Voir le répertoire « Où danser le swing au Québec ? » >>

La renaissance du swing a débuté dans les années 1990, quand des groupes de musique de la côte ouest américaine – comme Big Bad Voodoo Daddy, les Cherry Poppin’ Daddies et le Brian Setzer Orchestra – ont commencé à puiser dans la rythmique des orchestres de jazz de la première moitié du 20e siècle. Avec un résultat explosif : une musique dynamique où les cuivres sont à l’honneur.

À la même époque, de jeunes Suédois de Stockholm décortiquaient les pas à partir de vieux films d’époque. « Un travail minutieux qui a permis de redé­couvrir les mouvements du swing », explique Didier Jean-François, 34 ans, cofondateur du Studio 88-Swing, une des écoles les plus actives de Montréal avec 200 élèves par session. Tout était en place pour l’éclosion du « néoswing » un peu partout dans le monde : Stockholm (Suède), Melbourne (Australie), Los Angeles, Washington… et Montréal.

Annie Trudeau, 29 ans, et son partenaire, Max Pitruzella, 26 ans, collectionnent les titres internationaux. Ils forment le couple de danse swing le plus décoré de la planète. Quand Annie Trudeau a commencé à danser, en 1999, le swing était pour ainsi dire inexistant à Montréal. « Nous devions faire venir des professionnels des États-Unis et d’Europe afin de peaufiner nos mouvements », dit cette ancienne gymnaste, aussi cofondatrice du Studio 88-Swing.

La présence de champions québécois ne peut à elle seule expliquer la vitalité de cette danse à Montréal. « Au Studio, nous nous sommes donné une mission : la rendre accessible au maximum de personnes », dit Didier Jean-François. Chaque soirée au Petit Medley commence donc par un atelier pour les non-initiés, où ils peuvent apprendre les pas et les mouvements de base. « Contrairement à celle de certaines villes, notre communauté swing n’est pas élitiste », dit-il.

En moins d’une décennie, l’augmentation du nombre de danseurs – on l’estime à plus de 1 000 actifs au Québec – a permis à de nouvelles écoles de voir le jour.

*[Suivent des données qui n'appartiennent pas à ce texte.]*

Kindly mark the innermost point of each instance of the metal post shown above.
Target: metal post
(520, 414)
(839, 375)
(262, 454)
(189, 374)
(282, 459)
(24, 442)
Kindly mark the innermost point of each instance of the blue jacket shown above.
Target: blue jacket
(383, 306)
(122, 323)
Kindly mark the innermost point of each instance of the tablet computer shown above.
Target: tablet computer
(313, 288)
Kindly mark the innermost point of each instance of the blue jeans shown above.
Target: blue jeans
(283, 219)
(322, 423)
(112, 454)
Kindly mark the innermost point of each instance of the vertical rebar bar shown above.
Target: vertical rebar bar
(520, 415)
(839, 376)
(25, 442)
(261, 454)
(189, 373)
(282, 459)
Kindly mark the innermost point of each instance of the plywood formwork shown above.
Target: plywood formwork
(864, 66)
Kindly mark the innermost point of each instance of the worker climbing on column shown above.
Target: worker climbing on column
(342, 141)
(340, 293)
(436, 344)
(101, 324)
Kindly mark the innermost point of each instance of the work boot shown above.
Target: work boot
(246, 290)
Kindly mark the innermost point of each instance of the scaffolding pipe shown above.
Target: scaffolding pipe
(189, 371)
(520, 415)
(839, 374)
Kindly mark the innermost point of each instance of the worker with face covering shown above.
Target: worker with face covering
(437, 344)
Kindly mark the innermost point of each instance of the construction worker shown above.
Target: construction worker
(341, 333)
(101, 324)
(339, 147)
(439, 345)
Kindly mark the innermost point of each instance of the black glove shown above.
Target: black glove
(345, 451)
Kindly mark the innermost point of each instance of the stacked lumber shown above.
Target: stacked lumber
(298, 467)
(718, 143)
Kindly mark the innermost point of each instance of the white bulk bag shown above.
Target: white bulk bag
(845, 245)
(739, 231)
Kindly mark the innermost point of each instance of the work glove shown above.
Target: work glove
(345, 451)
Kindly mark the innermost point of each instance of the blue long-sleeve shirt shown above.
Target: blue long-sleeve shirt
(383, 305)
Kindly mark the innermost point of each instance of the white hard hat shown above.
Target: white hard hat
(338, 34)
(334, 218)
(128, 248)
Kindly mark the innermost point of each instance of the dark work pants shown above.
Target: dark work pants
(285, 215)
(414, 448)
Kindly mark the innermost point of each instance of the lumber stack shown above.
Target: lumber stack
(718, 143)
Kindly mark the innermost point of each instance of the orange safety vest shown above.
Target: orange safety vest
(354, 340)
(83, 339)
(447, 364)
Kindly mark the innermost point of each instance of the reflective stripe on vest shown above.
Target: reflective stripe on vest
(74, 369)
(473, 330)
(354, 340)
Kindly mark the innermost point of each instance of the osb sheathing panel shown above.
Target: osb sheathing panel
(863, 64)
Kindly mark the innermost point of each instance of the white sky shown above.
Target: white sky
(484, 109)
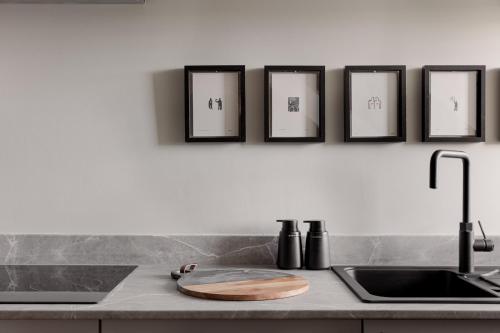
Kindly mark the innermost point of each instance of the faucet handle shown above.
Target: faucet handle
(485, 244)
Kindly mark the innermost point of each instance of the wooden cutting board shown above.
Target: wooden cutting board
(241, 284)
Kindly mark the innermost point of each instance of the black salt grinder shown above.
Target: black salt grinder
(289, 246)
(317, 246)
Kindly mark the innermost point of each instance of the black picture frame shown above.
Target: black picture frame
(401, 111)
(188, 94)
(480, 103)
(268, 70)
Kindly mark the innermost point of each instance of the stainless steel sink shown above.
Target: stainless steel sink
(419, 284)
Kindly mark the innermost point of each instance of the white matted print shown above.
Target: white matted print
(453, 104)
(374, 104)
(295, 105)
(215, 104)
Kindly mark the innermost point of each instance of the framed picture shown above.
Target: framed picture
(214, 103)
(453, 103)
(294, 103)
(375, 103)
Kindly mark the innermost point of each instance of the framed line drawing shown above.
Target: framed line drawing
(294, 98)
(214, 103)
(453, 103)
(375, 103)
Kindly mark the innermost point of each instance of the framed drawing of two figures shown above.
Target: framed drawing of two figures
(375, 103)
(214, 103)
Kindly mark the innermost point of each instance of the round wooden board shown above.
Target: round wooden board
(241, 284)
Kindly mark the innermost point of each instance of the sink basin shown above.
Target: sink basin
(418, 285)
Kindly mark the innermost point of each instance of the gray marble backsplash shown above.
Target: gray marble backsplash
(226, 250)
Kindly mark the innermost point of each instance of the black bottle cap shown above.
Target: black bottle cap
(289, 225)
(316, 225)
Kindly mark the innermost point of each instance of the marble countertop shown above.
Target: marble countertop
(150, 293)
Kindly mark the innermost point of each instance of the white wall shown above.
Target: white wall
(91, 118)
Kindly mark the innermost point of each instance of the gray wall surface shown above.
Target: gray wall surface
(91, 118)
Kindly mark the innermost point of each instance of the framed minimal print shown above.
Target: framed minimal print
(294, 103)
(214, 103)
(375, 103)
(453, 103)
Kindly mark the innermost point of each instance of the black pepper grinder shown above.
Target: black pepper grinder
(317, 246)
(289, 246)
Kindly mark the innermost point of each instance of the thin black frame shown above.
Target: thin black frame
(401, 112)
(320, 70)
(187, 102)
(480, 103)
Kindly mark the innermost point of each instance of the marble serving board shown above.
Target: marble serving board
(241, 284)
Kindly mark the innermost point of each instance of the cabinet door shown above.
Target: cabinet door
(49, 326)
(432, 326)
(231, 326)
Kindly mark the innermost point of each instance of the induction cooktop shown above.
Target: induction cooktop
(59, 283)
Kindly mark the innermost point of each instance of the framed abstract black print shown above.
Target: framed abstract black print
(294, 103)
(214, 103)
(375, 103)
(453, 103)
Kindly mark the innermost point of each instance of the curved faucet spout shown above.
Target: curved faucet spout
(466, 166)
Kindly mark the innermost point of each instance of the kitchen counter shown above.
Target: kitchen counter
(150, 293)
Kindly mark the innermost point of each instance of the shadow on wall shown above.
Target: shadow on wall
(169, 106)
(414, 105)
(492, 121)
(334, 105)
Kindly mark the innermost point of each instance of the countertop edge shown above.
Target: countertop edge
(254, 315)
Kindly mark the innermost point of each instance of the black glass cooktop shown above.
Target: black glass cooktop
(59, 283)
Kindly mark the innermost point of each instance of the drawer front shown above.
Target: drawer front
(49, 326)
(431, 326)
(231, 326)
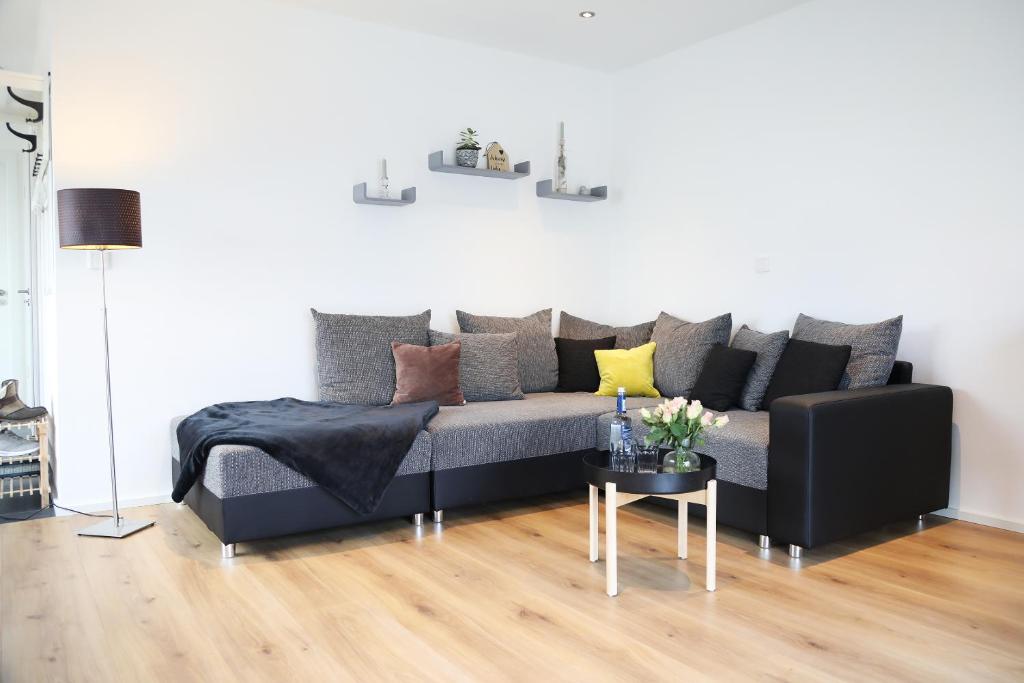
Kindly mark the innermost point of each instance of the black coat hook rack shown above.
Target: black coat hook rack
(28, 137)
(37, 107)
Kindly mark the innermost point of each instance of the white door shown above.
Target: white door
(16, 327)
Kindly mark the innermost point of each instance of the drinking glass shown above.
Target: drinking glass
(646, 456)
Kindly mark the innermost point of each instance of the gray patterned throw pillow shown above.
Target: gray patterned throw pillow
(354, 363)
(488, 366)
(682, 348)
(570, 327)
(769, 348)
(873, 344)
(538, 359)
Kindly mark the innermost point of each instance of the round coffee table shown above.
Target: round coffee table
(622, 487)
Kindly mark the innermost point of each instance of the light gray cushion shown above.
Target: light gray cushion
(570, 327)
(354, 360)
(873, 347)
(740, 447)
(538, 360)
(499, 431)
(682, 348)
(243, 470)
(769, 348)
(488, 365)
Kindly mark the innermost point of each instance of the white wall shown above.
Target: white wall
(245, 124)
(872, 151)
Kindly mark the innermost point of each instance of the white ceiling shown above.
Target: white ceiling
(623, 33)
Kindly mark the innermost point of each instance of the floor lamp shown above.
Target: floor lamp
(102, 219)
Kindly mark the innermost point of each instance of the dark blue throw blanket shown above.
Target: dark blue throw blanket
(352, 452)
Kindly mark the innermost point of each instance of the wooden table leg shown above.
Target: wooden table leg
(683, 524)
(711, 502)
(610, 531)
(593, 523)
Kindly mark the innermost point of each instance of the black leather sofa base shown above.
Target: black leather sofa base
(299, 510)
(517, 478)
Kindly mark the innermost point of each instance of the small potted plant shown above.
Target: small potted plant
(468, 152)
(680, 426)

Ce qui a eu pour effet de multiplier les soirées de danse et les manifestations d’envergure, dit Zack Richard, pilier du Studio 88-Swing, qui a ouvert sa propre école, la Swing ConneXion, en 2003. Ce danseur, un des plus primés au Canada, propose chaque mercredi des soirées au bar Les Bobards, où les danseurs peuvent se trémousser au rythme d’un orchestre.

Du 21 au 24 mai prochains, des danseurs venus aussi bien d’Europe, d’Australie que des Amériques participeront aux neuvièmes Championnats swing canadiens, qui offrent de nombreux ateliers de formation en plus de couronner des champions.